At the end of Ant & Dec's Saturday Night Takeaway, for the uninitiated, is a chance for one member of the audience to win a truckload of prizes; five of these are great (cars, holidays, computers, etc.), a few of them are quite agreeable (microwaves, kettles), and the majority are 'every day' items (socks, detergent, bread, sanitary towels...okay, not quite 'every day'). Ant and Dec will ask a series of questions, each correct answer gaining one unspecified prize for the contestant. Typically, they will have four or five of the twenty prizes. Next, not knowing which prizes they have won, they have to decide whether or not to gamble the prizes they've won for a single fifty-fifty chance to win the whole lot.

Invariably, the audience screams "GAMBLE!"

Invariably, a few celebrities are lined up to advise the contestant to gamble. (Actually, there was one exception to this: Sir Cliff Richard advised the contestant one week to take the prizes, advice that was ignored.)

Invariably, the contestant decides to gamble.

Sometimes, the contestant wins. But far from all of the time.

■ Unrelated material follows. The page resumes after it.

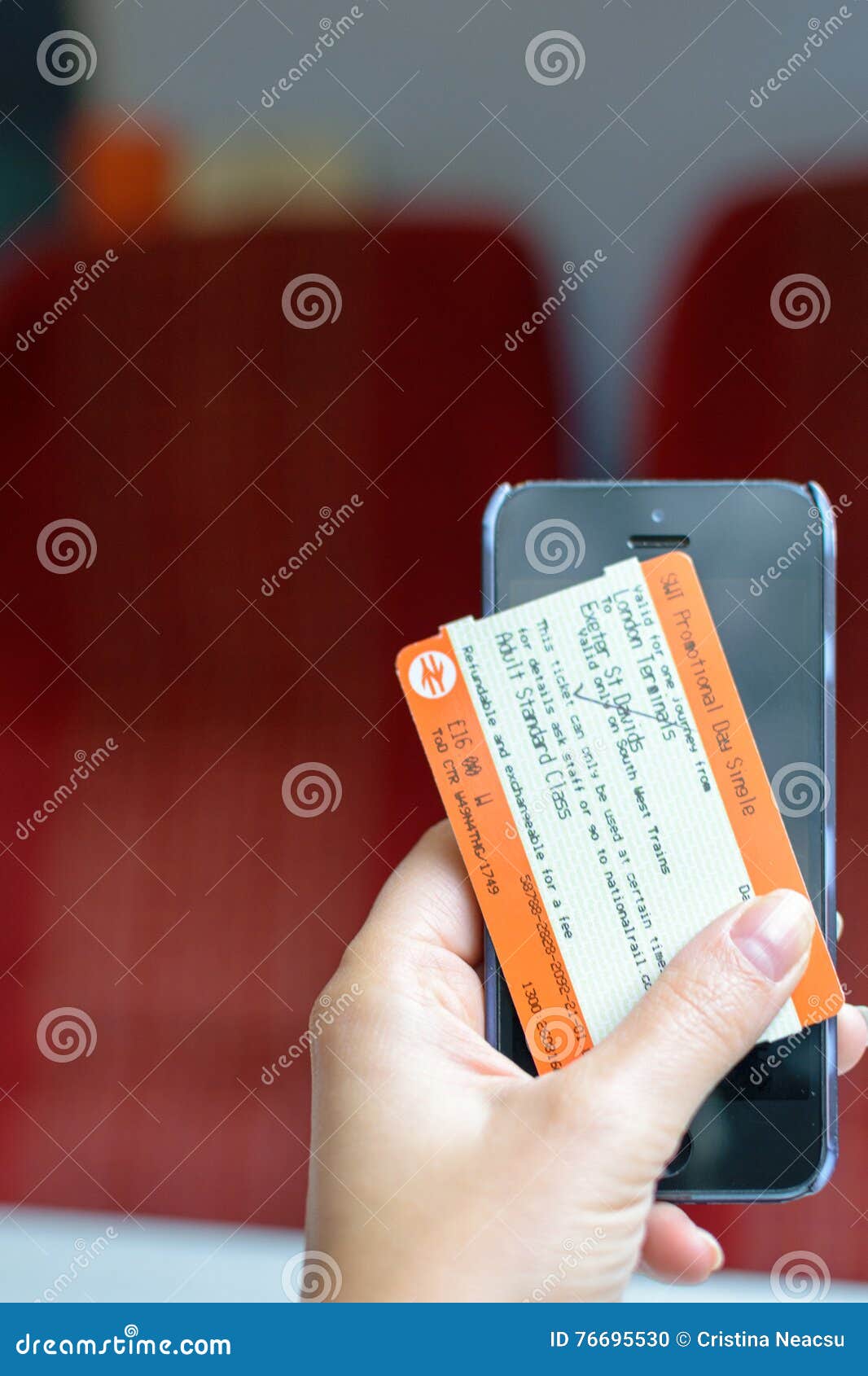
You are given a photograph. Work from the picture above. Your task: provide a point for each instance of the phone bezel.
(497, 994)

The thing is, up and down the country, sets of football supporters shout "GAMBLE!" every week. Most notably, the West Ham fans have particularly been going for it, with (absurd, in my view) shouts for Pardew to leave, and for huge amounts of money to be spent. Similarly, the Derby fans last season didn't seem to get the idea of being broke, and the board appeared to have succumbed to the shout.

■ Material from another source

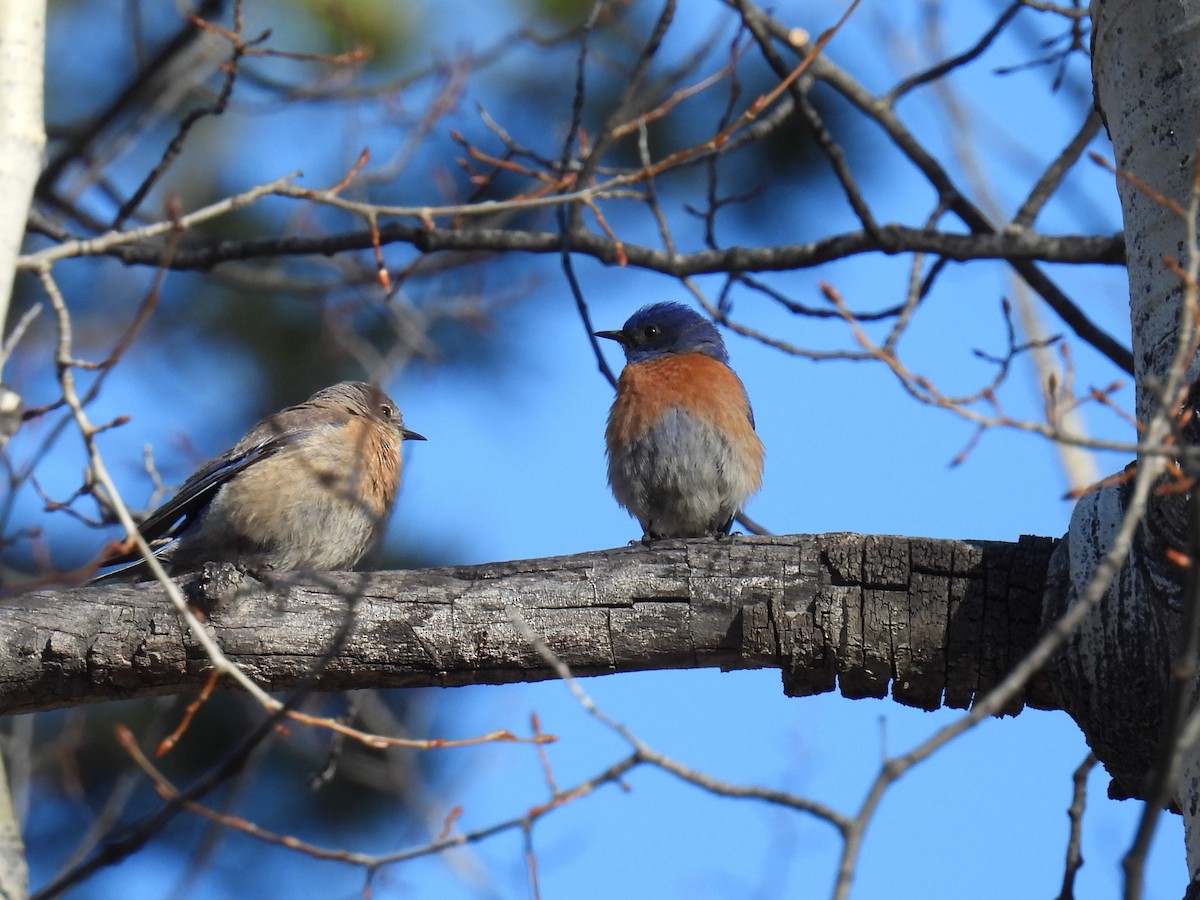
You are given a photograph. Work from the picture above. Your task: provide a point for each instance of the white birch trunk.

But at Vicarage Road, there were no such shouts. Perhaps we are the 'Sir Cliff Richard' of football support. Questions as to how to prioritise what little money is and will be available, perhaps. But no demand to spend money that we didn't have, and no demand that the manager be changed in the hope that we might stumble across a better option. Well, not from many people, anyway.

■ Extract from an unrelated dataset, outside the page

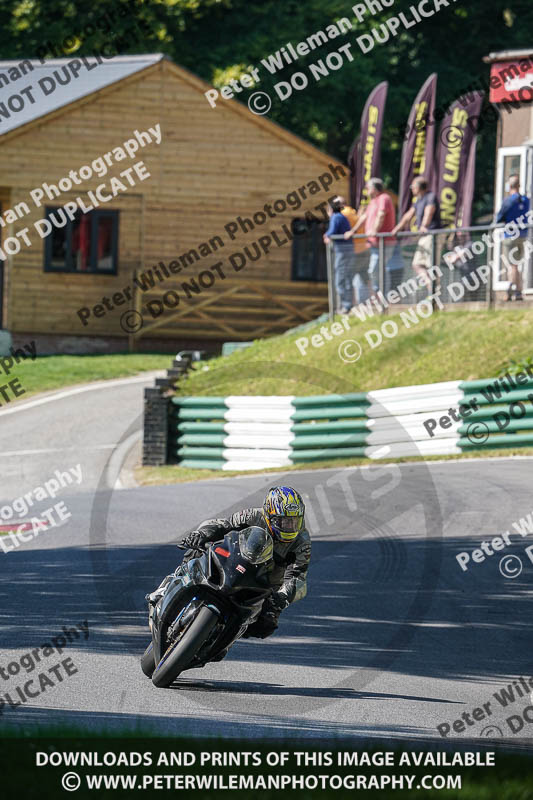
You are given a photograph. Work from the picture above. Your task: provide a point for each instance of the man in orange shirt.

Yet it would appear that our board needs no encouragement in that direction.

We still live with the consequences of the last time our board (albeit consisting of largely different personnel) rolled the dice to decide our future. And here we are again. Oh, it's a very different sort of gamble; the 2005 equivalent of Ramon Vega (Harry Kewell?) will not be strutting into Vicarage Road in the summer. But getting rid of a proven good manager (because that's what he was - is) in favour of a rookie, with almost no experience of coaching senior professionals is one serious gamble.

It might work; you won't find me complaining if it does. But you won't find me congratulating the board either. Which may seem unreasonable; you may say, "Well, the board can't win, then". And no, they can't, not as far as I'm concerned. But they have put themselves in this position. Any good that does come out of this - much as I will enjoy it - is born of the sort of gamble that I do not want my club to be taking. We've been there. We've done that. We're still paying. The board don't know, any more than I do, whether or not the Boothroyd era will be a successful one.

Thus endeth Part 1 of what I wanted to say. Part 2 is a simple message.

That none of this is Adrian Boothroyd's fault. He did not sack Ray Lewington. He did not stand on our terraces shouting "GAMBLE!" He starts with a clean slate.

For, such is our predicament, we cannot afford the luxury of a period of resentment. Adrian Boothroyd and the players need to know that they have our total backing. He deserves to be judged, after a time, on what he has done with what he has been given. And I for one will be at Burnley and at Plymouth in full voice, giving our boys my total - and highly vocal - support.

But he needs to beware: at any point, our esteemed board could fall off the wagon. That urge will once again need to be satisfied. And no matter how well or badly things are going, the board will decide it's time to spin the roulette wheel once more.

And just a message for Graham Simpson et al. At the end of the season, when we've survived the drop, as I'm sure we will, and you are all slapping each other on the back, congratulating yourselves on a job well done, know this: I don't buy it. I didn't shout "GAMBLE!" But you bloody well did it anyway. It may pay off, it may not. But if you don't learn to shake this habit, it is going to end up costing me my club.

Graham Simpson said last week: "I'll be judged by this." Wrong. He already has been.